Artificial Intelligence 30 min read

Easy DataSet: An Open‑Source Tool for Building Domain‑Specific Datasets and Fine‑Tuning Large Language Models

The article introduces Easy DataSet, an open‑source tool that streamlines the creation of domain‑specific datasets by aggregating public data sources, chunking Markdown documents, generating and managing QA pairs with configurable LLM endpoints, and exporting them in common formats, while outlining its architecture and future roadmap.

Sohu Tech Products
Sohu Tech Products
Sohu Tech Products
Easy DataSet: An Open‑Source Tool for Building Domain‑Specific Datasets and Fine‑Tuning Large Language Models

Introduction

This article is the first practical chapter of the series "How to Fine‑Tune DeepSeek for Specific Domains". The author, ConardLi, will guide readers through three learning goals: how to find public datasets, how to use the Easy DataSet tool to batch‑create domain datasets, and how the core design of Easy DataSet works so that readers can implement similar tools themselves.

1. Getting Public Datasets

When you only need to improve a model’s capability in a specific area, you often do not have to build a dataset from scratch because many free, public datasets are available online. The following platforms are commonly used:

HuggingFace : A community platform for NLP, speech and multimodal datasets. Provides Python datasets library for direct loading, version control, and preprocessing scripts.

Kaggle : A data‑science platform that hosts a large variety of datasets and competitions. Supports API‑based bulk download.

Google Dataset Search : A search engine that aggregates datasets from many repositories such as Kaggle, GitHub and HuggingFace.

awesome‑public‑datasets : A GitHub curated list of high‑quality public datasets across many domains.

openDataLab : The largest Chinese‑language open dataset platform, offering CLI and Python SDK for download.

ModelScope : Alibaba’s AI model and dataset hub, similar to HuggingFace but focused on Chinese AI applications.

A comparison table summarises the suitable fields, data scale, language focus and special features of each platform.

Data Licensing

When using open datasets, always check the license (e.g., cc-by-nc-4.0 ) to ensure that the data can be used legally, especially for commercial purposes.

2. Building Domain‑Specific Datasets from Literature

Many users try to let AI generate datasets directly from documents, but they encounter problems such as answer length limits, repeated or low‑quality QA pairs, and lack of domain‑specific labeling.
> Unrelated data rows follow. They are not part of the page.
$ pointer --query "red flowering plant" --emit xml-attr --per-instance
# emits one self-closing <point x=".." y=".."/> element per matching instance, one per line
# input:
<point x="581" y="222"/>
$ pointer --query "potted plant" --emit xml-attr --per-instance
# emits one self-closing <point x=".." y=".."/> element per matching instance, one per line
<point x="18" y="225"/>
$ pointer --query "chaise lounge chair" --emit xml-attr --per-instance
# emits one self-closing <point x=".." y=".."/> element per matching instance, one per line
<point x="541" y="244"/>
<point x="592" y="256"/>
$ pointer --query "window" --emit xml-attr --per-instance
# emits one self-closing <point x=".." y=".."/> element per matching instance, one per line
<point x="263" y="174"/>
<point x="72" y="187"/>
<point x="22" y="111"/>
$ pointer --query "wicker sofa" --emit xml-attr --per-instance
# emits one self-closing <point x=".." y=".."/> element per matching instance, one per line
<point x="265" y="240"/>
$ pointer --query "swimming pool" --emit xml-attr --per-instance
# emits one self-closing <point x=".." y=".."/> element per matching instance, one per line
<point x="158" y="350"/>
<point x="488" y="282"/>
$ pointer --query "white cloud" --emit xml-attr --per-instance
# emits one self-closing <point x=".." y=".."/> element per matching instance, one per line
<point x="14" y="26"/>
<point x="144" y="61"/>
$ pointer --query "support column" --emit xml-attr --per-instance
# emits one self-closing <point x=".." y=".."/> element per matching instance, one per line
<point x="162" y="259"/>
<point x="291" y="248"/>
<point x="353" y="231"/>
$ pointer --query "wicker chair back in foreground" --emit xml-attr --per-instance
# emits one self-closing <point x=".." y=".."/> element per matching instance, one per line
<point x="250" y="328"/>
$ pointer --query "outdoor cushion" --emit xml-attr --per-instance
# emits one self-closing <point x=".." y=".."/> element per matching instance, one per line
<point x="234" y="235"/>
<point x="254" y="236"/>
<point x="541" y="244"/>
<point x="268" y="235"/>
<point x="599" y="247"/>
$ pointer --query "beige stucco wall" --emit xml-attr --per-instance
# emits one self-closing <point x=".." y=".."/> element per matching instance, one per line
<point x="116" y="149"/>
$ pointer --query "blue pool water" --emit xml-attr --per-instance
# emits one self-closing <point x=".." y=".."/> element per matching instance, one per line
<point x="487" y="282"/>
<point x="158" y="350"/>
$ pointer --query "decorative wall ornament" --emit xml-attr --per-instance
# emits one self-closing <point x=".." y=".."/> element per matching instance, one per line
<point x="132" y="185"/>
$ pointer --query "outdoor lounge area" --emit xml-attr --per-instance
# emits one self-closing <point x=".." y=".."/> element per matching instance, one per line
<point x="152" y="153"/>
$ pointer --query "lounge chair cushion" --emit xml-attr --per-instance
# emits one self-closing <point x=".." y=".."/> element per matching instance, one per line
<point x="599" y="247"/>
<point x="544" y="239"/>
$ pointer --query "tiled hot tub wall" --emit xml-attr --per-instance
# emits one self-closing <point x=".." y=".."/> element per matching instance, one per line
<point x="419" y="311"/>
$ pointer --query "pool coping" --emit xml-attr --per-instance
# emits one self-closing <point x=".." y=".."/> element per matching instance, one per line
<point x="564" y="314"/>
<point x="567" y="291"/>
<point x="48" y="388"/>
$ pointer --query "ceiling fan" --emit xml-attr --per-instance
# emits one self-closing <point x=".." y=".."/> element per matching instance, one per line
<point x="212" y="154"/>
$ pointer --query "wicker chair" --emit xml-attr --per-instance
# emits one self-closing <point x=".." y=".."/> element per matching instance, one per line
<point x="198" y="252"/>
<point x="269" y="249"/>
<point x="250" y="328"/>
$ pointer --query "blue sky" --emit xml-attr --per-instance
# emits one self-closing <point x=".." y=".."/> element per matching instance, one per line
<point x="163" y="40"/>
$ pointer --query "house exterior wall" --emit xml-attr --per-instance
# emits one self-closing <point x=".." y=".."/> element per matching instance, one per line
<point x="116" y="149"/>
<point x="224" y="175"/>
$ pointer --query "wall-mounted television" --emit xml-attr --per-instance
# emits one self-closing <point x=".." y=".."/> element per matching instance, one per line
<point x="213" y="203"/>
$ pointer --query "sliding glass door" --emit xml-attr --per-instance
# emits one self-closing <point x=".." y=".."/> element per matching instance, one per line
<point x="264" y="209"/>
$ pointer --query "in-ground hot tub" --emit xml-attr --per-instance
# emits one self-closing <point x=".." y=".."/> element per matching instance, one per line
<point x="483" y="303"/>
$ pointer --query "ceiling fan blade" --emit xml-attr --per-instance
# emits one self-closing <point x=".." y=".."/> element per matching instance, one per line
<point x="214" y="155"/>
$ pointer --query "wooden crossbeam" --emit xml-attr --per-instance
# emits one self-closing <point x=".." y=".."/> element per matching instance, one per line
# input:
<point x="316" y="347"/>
The core challenges identified are:

Unclear workflow – most people still create data manually.

Directly feeding whole documents to LLMs leads to truncated or low‑quality QA.

Context length limits cause repeated questions after batch generation.

Existing datasets need batch management, annotation and validation.

Domain‑specific tagging is often missing.

Generating chain‑of‑thought (COT) for fine‑tuning is difficult.

Format conversion between dataset schemas is not straightforward.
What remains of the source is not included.